7 Secrets To Getting A Higher Salary

We’d all like a higher salary, wouldn’t we? But because companies rarely hand out raises to everyone, you’ll need to negotiate.

According to a NerdWallet survey conducted last year, millennials are way beind with regard to salary negotiation. Using information submitted from nearly 8,000 recent college graduates, the survey found that only 38% of respondents negotiated for a higher incoming salary. At the same time, 75% of the employers who spoke with NerdWallet stated that they “typically had room to increase their first salary offers by 5% to 10% during negotiations.” So how does this affect you? It shows that you’re losing out on a higher salary by not asking for more, and most companies expect new hires to negotiate a little.

So, simply asking for it is the first and most important secret to earning a higher salary. But there’s a lot more to it than that. Here are six additional tips to negotiating for more money.

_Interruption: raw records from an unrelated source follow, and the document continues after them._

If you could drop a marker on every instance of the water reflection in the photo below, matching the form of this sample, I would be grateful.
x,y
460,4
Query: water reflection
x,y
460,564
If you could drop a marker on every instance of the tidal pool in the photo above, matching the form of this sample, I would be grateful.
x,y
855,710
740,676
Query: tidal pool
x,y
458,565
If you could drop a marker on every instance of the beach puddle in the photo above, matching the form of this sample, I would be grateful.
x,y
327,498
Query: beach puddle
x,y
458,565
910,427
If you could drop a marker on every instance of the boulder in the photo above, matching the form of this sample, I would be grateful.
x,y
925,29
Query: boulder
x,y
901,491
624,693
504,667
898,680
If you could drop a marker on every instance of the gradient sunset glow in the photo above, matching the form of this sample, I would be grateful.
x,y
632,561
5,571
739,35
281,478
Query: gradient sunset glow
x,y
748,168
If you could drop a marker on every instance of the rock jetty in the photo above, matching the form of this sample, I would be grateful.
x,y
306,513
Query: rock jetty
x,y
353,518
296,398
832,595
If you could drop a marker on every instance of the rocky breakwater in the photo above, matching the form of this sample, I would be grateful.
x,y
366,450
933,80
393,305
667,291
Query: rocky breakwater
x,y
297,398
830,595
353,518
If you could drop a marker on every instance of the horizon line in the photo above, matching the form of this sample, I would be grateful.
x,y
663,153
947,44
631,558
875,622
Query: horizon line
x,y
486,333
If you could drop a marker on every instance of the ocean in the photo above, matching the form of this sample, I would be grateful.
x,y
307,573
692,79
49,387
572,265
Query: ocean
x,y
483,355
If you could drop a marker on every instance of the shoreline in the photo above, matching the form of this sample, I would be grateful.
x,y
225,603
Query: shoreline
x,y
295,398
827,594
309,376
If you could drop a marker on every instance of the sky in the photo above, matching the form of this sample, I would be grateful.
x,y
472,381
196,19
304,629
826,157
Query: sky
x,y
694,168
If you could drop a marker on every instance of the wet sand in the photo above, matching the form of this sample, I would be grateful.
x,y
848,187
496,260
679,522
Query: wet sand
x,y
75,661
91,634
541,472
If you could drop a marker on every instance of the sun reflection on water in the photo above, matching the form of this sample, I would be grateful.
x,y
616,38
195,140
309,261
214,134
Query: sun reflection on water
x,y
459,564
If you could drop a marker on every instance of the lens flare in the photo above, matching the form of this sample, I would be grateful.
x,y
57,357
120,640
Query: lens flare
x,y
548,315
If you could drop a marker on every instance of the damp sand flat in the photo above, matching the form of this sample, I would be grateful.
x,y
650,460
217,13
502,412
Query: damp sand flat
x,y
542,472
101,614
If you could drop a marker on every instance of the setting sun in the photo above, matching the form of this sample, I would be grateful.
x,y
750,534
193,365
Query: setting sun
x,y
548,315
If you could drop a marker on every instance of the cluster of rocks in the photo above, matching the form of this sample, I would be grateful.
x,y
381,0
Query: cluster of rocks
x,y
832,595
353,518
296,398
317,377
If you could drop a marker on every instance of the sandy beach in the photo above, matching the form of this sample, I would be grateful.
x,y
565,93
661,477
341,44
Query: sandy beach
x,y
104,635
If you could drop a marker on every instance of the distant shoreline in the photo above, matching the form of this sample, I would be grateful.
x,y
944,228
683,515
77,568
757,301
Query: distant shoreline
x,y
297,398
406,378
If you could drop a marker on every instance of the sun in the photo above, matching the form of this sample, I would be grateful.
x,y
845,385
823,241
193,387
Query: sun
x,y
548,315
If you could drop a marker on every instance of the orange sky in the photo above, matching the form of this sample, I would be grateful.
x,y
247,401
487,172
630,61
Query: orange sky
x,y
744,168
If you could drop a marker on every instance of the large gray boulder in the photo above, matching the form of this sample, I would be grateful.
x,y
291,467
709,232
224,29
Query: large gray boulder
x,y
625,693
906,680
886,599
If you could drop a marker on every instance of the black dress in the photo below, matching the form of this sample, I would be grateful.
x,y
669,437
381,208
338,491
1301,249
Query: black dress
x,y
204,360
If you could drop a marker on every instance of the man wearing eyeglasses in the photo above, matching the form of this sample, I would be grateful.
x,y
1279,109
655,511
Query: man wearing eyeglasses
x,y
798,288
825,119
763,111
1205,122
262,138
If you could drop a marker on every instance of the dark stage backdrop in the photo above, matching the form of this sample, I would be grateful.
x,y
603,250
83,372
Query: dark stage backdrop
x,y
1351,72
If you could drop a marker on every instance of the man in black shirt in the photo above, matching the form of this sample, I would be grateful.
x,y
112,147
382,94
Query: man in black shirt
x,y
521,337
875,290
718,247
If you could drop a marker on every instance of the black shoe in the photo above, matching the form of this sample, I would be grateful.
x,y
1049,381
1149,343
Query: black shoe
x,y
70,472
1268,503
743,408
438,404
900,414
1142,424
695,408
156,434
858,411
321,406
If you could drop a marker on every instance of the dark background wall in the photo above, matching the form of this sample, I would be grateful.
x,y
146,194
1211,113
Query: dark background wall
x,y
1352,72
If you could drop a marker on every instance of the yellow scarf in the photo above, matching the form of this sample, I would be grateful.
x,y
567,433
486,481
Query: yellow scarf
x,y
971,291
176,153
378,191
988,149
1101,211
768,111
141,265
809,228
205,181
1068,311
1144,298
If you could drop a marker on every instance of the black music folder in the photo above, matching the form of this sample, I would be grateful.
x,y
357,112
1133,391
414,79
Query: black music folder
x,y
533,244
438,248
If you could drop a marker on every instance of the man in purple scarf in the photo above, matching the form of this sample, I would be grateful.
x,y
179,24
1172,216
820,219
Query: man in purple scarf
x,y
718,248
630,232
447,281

  • You’re worth market value! A lot of young people in the job market feel like they’re worth a little less, but that’s not true. Young hires are worth a similar amount as other people doing the same job. Being fresh out of college shouldn’t mean you don’t deserve a market rate. If your position has an industry-averaged starting salary of $50,000, you aren’t wrong to feel a bit gypped if you’re only making $40,000.
  • Your salary history shouldn’t pin you down. Your salary history should work in your favor. If you leave a position that pays $60,000 and you move on perform the same job for a similarly sized company, you should certainly not be making any less than $60,000. But the reverse is not necessarily true. Using your last job’s outgoing salary as an indicator of fair pay might result in your jumping from job to job without any visible increase in pay. Don’t judge your worth by what your last boss paid you. Instead, your worth should be equal to the amount of experience you have. If you’re moving on to a new job, you’ll have had more experience than you did at the last one. Because of this, you can make a case that the extra experience makes you worth more now than ever before.
  • You shouldn’t be the first to name a number. Talking numbers can get awkward, but avoid putting yourself in a position of fixing your own salary ceiling. If a hiring manager asks what you think you should be paid, give a vague but assertive response. For example, you could say, “Considering the amount of experience I have performing this exact set of responsibilities, I think I deserve a very competitive starting salary.”
  • Highlight your experience and accomplishments more than the number you want to make. Avoid getting into a conversation that revolves solely around numbers and take-home pay. Instead, highlight your experience, special skills, and the value you will bring to the company. If possible, allow your hiring manager or boss to throw out the first number.
  • Do your research. While we all want to make more money, sometimes a little reality check is necessary. If the industry standard for the job you are doing is $65,000, saying that you deserve $100,000 a year is probably going to make you look quite silly. Doing research is important and can keep you from negotiating yourself out of a higher salary. It’s a lot easier to confidently negotiate a fair salary when you know what competitive pay rates are within your industry and for your specific position.
  • Ask questions instead of issuing demands. Saying, “Look, I deserve $70,000 a year because I’m doing such a good job” is not a good idea. You should prod aggressively, but in a different manner. Ask questions that will comfortably put your boss on the spot. For example, you could say, “I’m wondering what I can do to ensure I receive a performance-based pay raise considering my experience and the amount of stability I’ve brought to this position.”

Keep some of the above tips in mind before you ask for a higher salary. Asking for a raise won’t always work, but not asking will never work.